Recently I bought a Mac mini M4 to replace mini M1 which I was using for 5 years. There were no issues with M1 but I just wanted to have a new one. Maybe I should do a lot more AI-intensive projects to justify my spending.
The new M4 is much smaller and sits nicely on my piano. I wondered why/how the downsize was possible – it turned out that M1 just has lots of empty space inside because it reuses the case for intel chip models to speed up the time-to-market.
My first AI project is to try speech-to-text models.
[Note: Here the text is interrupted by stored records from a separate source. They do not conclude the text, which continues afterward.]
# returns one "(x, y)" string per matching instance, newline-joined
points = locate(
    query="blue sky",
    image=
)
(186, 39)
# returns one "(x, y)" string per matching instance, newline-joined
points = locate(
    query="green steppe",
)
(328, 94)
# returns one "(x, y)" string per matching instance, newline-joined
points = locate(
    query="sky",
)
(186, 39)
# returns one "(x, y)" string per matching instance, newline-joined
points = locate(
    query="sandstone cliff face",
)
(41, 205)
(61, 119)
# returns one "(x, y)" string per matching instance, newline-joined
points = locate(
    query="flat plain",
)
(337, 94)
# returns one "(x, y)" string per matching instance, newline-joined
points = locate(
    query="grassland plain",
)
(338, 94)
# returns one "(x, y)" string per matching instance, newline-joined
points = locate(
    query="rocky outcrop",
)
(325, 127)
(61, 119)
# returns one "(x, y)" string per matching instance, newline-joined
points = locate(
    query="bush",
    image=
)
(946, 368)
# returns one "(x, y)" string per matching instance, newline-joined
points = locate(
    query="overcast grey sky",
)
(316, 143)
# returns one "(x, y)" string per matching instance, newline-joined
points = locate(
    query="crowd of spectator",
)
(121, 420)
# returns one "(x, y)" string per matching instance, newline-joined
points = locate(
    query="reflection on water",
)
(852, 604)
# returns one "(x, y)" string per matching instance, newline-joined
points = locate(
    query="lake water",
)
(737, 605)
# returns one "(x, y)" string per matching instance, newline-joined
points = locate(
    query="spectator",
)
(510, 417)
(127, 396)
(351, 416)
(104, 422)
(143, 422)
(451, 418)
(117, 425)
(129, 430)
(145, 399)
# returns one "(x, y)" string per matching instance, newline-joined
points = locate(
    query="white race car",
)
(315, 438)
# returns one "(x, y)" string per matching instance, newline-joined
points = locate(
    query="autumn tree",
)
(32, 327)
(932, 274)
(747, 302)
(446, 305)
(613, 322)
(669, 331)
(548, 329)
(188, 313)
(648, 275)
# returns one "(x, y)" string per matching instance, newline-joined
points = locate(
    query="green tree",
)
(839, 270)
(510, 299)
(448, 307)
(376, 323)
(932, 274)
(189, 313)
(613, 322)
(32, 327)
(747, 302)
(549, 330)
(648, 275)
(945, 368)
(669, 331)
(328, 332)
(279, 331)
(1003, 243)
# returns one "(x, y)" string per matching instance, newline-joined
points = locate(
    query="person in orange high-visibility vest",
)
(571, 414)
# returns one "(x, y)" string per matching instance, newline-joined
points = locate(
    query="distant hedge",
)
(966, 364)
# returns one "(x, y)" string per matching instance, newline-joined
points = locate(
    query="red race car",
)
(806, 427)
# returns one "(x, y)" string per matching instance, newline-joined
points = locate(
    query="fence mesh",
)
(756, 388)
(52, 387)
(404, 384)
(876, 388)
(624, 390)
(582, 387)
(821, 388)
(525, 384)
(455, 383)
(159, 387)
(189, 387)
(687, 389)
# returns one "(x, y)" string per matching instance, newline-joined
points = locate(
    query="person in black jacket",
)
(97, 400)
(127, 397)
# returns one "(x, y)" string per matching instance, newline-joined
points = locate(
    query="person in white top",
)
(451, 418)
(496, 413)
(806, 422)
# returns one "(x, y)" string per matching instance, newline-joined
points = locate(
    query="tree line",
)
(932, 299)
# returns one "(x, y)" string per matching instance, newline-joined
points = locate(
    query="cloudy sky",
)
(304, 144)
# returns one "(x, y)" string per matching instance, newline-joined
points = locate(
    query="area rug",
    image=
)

My final goal is to establish personal realtime, multi-language (en, jp, kr, ch) machine-translation environment running locally on my pc or hopefully on my phone.
OpenAI’s Whisper seemed a good choice for the first try.
I tried the project whisper.cpp which allows us to run the model locally on different platforms. It says – “Apple Silicon first-class citizen” – very good.
Clone it, build it, run the sample – all works nicely.
Aside from the “base english only” model, I also downloaded “base” and “medium” models. The base model has 148 MB in file size but medium has 1.5 GB.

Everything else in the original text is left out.